Tunanganku .... HANTU?

Tunanganku .... HANTU?
13. Rival


__ADS_3

Chapter 13


_____________


"Sera!!"


Suara seorang lelaki tengah meneriaki nama Sera, sontak Sera langsung menoleh untuk menatap sosok yang memanggil namanya dengan cukup keras.


"Arka?"


Sera terperangah menatap lelaki itu yang perlahan mulai berjalan mendekat ke arahnya. Ah, mimpi apa dia semalam disapa oleh Arka dan dihampiri seperti ini.


"Sibuk gak, Ser?" tanya Arka memulai basa-basinya.


Sera menggeleng cepat. Jam kuliahnya sudah berakhir dan ia akan menuju kediaman kakaknya. Ya, Sera sekarang sudah tinggal dirumah baru kakaknya dan tidak lagi tinggal ditempat kosnya yang lama.


"Kamu keberatan gak kalau kita bicara di kantin? Ada sedikit hal yang mau aku tanyakan?"
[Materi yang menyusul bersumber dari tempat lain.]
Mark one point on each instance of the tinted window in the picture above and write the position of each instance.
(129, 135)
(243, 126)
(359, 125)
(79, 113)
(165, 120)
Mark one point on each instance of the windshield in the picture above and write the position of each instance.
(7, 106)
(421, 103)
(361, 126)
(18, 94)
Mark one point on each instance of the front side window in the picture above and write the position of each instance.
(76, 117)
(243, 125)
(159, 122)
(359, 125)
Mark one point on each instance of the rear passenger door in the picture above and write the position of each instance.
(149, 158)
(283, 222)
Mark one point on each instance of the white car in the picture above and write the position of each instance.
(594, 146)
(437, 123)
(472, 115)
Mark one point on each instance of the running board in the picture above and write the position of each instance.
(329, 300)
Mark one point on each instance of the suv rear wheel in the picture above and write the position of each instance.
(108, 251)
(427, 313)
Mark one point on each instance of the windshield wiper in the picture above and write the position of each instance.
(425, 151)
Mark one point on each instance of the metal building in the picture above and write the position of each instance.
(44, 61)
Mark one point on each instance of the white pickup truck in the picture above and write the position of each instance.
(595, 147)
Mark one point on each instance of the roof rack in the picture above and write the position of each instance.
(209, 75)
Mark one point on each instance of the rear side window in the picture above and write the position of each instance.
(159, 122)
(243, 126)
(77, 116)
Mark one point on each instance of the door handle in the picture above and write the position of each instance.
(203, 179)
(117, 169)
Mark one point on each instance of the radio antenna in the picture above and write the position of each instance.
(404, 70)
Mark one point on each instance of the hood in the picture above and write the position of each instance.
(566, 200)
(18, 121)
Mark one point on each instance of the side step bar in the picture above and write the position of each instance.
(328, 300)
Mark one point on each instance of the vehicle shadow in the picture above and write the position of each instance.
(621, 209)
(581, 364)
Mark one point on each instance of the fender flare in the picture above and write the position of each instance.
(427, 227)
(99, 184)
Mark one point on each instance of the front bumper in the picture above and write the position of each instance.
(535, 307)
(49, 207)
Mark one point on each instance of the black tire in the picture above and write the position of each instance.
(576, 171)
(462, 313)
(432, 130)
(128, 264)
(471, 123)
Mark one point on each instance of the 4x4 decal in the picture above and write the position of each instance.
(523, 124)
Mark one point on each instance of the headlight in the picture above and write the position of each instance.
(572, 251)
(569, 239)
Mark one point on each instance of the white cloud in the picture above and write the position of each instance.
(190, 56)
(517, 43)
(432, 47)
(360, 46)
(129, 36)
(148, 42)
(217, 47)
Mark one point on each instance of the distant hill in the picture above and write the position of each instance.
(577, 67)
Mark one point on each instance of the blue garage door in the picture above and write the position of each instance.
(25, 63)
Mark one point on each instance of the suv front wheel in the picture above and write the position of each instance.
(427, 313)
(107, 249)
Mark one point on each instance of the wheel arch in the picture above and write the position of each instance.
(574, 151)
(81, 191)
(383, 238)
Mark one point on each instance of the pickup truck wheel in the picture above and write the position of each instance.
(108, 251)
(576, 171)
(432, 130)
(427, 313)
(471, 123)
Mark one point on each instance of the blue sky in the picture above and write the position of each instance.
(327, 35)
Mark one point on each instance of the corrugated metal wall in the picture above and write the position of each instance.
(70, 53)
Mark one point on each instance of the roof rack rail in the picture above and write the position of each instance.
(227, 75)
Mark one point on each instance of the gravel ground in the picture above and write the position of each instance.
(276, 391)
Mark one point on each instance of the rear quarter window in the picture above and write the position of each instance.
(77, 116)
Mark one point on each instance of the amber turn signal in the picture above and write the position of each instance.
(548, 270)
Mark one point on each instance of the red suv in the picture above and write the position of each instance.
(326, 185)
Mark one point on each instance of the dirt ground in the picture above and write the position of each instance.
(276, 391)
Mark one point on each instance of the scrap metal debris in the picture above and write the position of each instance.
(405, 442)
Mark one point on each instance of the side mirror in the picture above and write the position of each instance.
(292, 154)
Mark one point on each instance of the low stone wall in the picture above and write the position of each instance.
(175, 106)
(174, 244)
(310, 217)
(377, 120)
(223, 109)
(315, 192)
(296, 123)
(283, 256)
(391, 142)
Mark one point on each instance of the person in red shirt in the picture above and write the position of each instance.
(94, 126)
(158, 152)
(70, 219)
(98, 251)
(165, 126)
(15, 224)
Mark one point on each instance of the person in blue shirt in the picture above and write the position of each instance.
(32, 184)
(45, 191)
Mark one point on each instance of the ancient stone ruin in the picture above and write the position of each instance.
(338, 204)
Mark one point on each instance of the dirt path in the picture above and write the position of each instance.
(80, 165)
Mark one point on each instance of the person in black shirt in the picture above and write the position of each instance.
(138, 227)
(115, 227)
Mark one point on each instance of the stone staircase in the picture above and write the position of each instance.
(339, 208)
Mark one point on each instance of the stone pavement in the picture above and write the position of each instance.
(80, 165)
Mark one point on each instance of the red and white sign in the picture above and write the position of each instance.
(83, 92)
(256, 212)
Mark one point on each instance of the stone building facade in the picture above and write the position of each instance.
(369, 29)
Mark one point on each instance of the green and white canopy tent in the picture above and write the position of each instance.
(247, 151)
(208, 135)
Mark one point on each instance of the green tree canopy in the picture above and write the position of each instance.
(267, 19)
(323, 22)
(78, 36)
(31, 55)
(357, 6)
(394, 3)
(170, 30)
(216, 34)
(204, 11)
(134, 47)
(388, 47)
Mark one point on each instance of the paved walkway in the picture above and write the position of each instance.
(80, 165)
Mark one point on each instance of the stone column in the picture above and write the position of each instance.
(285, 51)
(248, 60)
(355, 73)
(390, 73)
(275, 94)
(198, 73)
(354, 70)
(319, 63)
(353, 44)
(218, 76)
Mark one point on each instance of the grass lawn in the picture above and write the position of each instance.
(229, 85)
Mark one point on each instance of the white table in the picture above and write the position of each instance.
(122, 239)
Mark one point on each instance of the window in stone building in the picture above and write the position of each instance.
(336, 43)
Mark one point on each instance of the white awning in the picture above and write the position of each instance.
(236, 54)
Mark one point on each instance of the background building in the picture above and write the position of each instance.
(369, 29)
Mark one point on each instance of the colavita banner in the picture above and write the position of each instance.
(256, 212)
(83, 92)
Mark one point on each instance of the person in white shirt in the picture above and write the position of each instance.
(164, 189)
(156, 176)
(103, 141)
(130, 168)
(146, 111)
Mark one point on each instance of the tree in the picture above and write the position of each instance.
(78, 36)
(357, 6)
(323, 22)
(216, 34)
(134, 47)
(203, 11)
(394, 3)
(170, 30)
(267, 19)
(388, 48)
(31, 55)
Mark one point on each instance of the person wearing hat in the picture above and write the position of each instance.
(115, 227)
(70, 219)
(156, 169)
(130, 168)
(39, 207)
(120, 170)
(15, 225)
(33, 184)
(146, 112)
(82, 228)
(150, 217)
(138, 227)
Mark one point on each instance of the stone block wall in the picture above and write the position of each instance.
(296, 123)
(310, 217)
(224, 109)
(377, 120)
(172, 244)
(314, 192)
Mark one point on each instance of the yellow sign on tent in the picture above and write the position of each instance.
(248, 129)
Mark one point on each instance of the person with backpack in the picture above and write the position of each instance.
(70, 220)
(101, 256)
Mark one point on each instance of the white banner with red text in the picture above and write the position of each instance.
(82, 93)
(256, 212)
Arka tersenyum, membuat Sera berdebar-debar melihat pesona lelaki yang sejak lama ia kagumi itu.


"Bo-boleh," jawab Sera gugup seraya mengikuti Arka yang sudah berjalan menuju kantin.
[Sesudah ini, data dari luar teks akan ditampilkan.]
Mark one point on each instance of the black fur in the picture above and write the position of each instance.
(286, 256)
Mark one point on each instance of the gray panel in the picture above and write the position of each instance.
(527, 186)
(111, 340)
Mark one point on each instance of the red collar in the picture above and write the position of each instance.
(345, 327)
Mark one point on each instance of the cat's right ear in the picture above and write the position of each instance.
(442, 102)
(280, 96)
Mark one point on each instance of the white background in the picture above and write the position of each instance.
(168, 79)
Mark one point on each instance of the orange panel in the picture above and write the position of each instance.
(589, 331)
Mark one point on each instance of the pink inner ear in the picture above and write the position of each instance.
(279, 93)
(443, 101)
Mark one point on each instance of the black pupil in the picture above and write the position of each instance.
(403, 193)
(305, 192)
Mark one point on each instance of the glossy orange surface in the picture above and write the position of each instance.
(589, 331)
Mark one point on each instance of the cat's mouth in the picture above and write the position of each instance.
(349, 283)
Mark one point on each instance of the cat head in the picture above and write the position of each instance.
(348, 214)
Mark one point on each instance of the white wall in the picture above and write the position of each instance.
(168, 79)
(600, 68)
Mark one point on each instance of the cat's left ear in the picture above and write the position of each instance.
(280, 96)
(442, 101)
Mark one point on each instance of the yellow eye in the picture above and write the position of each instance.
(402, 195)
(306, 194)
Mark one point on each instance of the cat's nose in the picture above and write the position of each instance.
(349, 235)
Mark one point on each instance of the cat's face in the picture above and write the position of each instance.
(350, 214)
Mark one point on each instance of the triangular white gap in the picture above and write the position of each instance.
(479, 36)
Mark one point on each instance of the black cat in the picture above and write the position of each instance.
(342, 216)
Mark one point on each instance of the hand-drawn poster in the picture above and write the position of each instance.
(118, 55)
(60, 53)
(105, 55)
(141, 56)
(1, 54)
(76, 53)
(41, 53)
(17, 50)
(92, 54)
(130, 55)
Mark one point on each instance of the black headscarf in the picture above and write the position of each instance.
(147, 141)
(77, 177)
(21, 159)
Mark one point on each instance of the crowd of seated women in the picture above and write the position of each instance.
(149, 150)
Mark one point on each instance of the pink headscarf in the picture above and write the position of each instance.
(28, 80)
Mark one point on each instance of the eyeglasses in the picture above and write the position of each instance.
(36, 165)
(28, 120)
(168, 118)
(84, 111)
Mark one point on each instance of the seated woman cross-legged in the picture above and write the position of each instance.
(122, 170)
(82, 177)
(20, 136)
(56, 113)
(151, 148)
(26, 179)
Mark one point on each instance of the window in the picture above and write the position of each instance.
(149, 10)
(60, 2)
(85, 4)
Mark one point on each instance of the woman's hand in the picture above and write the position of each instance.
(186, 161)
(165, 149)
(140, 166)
Sesampainya di kantin, Arka meminta Sera memesan dan dia yang akan membayarnya. Sera pun hanya memesan es jeruk kesukaannya.
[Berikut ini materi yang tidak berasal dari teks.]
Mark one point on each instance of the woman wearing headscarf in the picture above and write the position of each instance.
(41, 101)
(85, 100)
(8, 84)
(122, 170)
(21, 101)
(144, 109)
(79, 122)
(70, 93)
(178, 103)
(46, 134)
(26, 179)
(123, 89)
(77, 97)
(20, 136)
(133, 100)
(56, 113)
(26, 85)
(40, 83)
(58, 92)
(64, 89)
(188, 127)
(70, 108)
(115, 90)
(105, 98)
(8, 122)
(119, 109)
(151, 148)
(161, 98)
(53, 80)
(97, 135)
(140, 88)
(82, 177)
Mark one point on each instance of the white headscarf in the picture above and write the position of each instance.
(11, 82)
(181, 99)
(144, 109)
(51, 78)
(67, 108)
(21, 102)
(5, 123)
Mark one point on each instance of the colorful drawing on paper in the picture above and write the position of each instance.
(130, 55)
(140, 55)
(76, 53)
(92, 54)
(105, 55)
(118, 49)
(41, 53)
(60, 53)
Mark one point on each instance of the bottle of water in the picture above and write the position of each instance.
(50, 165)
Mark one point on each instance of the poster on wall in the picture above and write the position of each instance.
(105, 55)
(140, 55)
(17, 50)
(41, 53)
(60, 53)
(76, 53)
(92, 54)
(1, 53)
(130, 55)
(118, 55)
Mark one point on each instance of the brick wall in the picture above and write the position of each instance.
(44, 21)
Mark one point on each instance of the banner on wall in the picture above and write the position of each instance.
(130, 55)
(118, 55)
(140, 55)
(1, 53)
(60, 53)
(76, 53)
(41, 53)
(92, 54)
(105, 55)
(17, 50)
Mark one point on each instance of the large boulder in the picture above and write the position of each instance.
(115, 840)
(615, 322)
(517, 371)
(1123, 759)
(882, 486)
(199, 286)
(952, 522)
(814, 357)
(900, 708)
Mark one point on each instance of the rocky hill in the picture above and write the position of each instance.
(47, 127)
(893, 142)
"Gak sekalian makanannya?" tawar Arka dan Sera menggeleng gugup.


"Ehm, apa sekarang aku sudah boleh bertanya?"


"Boleh," jawab Sera cepat.


"Begini, mengenai Bella..." Arka menatap Sera yang tiba-tiba berubah sendu.


"Jadi, dia ingin menanyakan tentang Bella? Ah, aku terlalu percaya diri jika dia ingin dekat denganku?" batin Sera.


"Kenapa dengan Bella?" tanya Sera akhirnya.


"Kemarin aku sempat mengajak Bella untuk nonton. Tapi, dia menolakku."


"Omaygat Bella, kenapa dia menolak Arka? benar-benar anak itu..." Sera membatin lagi. Ia kesal kenapa Bella justru menolak Arka, padahal dia saja begitu ingin diajak Arka jalan bersama.


"Lalu?" Sera menyeruput es jeruknya karena mendadak haus mendengar Bella yang menolak ajakan Arka.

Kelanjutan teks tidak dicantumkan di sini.